The speed at which the simulator runs depends only on the rule.worldtype you have set. It does not depend at all on the complexity of the JavaScript rule you write or on the start pattern you select; it is completely constant. Thus, there is no need to make the function that defines the rule efficient—it is executed only to create the rule definition file, then never used again. The paramount consideration in writing a rule program is that it be clearly expressed so that you can come back to it later and still be able to tell what you were trying to do.

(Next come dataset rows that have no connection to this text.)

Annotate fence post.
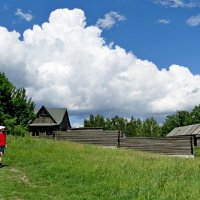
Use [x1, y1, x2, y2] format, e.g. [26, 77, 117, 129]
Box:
[117, 131, 121, 148]
[190, 136, 194, 155]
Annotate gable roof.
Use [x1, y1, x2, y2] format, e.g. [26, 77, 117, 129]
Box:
[167, 124, 200, 137]
[30, 106, 71, 127]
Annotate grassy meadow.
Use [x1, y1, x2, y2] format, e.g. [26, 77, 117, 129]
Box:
[0, 137, 200, 200]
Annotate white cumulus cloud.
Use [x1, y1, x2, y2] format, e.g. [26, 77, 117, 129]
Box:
[154, 0, 200, 8]
[186, 15, 200, 26]
[97, 11, 126, 29]
[15, 8, 33, 22]
[0, 9, 200, 122]
[157, 19, 170, 24]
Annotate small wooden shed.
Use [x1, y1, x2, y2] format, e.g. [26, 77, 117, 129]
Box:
[29, 106, 71, 136]
[167, 124, 200, 146]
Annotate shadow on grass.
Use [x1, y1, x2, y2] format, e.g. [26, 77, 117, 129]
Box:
[0, 164, 10, 168]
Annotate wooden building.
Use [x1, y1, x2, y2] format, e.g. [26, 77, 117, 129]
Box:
[29, 106, 71, 136]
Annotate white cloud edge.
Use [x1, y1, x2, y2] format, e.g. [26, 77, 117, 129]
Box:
[0, 9, 200, 122]
[15, 8, 33, 22]
[96, 11, 126, 29]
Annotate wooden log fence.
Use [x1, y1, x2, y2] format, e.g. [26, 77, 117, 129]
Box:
[38, 130, 194, 155]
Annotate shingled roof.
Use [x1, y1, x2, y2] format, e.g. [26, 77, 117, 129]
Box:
[29, 106, 71, 128]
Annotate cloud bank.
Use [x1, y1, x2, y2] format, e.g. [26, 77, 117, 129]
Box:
[97, 11, 126, 29]
[186, 15, 200, 26]
[0, 9, 200, 120]
[15, 8, 33, 22]
[154, 0, 200, 8]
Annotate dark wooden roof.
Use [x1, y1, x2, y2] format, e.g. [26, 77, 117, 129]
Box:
[29, 106, 71, 128]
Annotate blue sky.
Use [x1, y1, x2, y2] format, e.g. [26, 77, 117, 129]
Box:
[0, 0, 200, 126]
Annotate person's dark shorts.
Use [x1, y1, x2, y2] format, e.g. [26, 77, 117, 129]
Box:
[0, 146, 5, 153]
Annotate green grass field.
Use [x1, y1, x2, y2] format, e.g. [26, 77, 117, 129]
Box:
[0, 137, 200, 200]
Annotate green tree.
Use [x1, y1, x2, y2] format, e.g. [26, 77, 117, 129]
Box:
[190, 105, 200, 124]
[162, 111, 192, 136]
[143, 117, 161, 137]
[0, 72, 35, 134]
[84, 114, 105, 128]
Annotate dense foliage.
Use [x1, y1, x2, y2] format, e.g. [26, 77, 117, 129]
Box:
[0, 72, 35, 135]
[84, 114, 161, 137]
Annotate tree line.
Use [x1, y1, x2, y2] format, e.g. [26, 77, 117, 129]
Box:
[84, 105, 200, 137]
[0, 72, 35, 135]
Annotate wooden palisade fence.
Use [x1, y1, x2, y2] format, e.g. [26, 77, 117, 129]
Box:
[39, 130, 194, 155]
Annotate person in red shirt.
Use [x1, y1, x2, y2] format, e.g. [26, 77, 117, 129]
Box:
[0, 126, 7, 167]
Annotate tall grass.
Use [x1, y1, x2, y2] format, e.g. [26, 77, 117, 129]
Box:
[0, 137, 200, 200]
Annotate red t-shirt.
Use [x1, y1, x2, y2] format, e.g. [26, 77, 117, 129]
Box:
[0, 132, 6, 146]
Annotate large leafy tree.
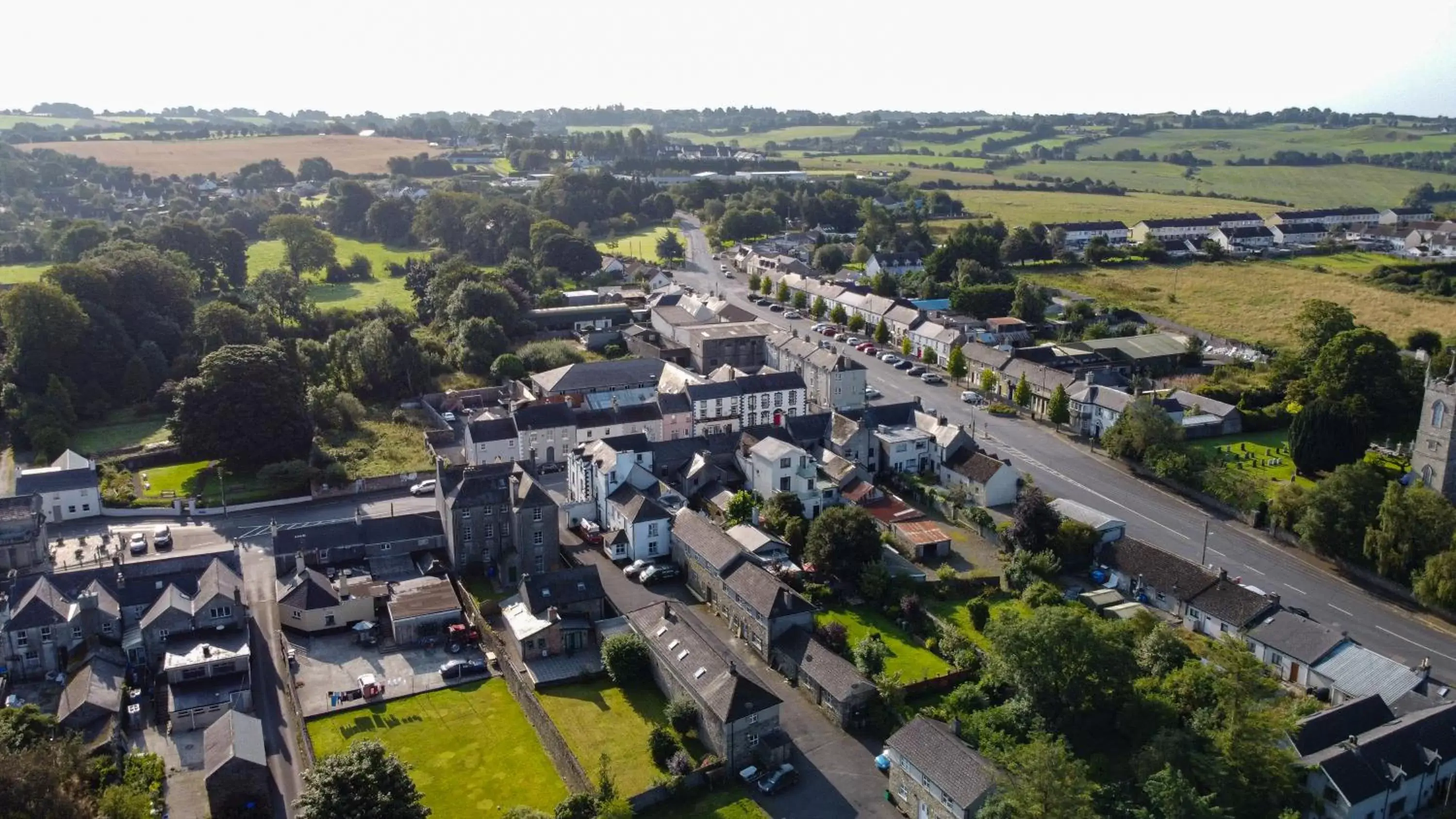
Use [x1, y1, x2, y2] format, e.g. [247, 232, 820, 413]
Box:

.js rule programs are provided for all the WebCA demos. A good way to start writing rules of your own is to copy one of our rules onto your own file first.js. Then you can edit first.js to your own purposes, paste it into the rule program box, and Generate and run it. If your rule happens to return a value for outside the range 0–255, or supplies invalid arguments to one of the prologue variables, you will get an alert when the attempt to generate the rule. If this happens, fix your program and try again.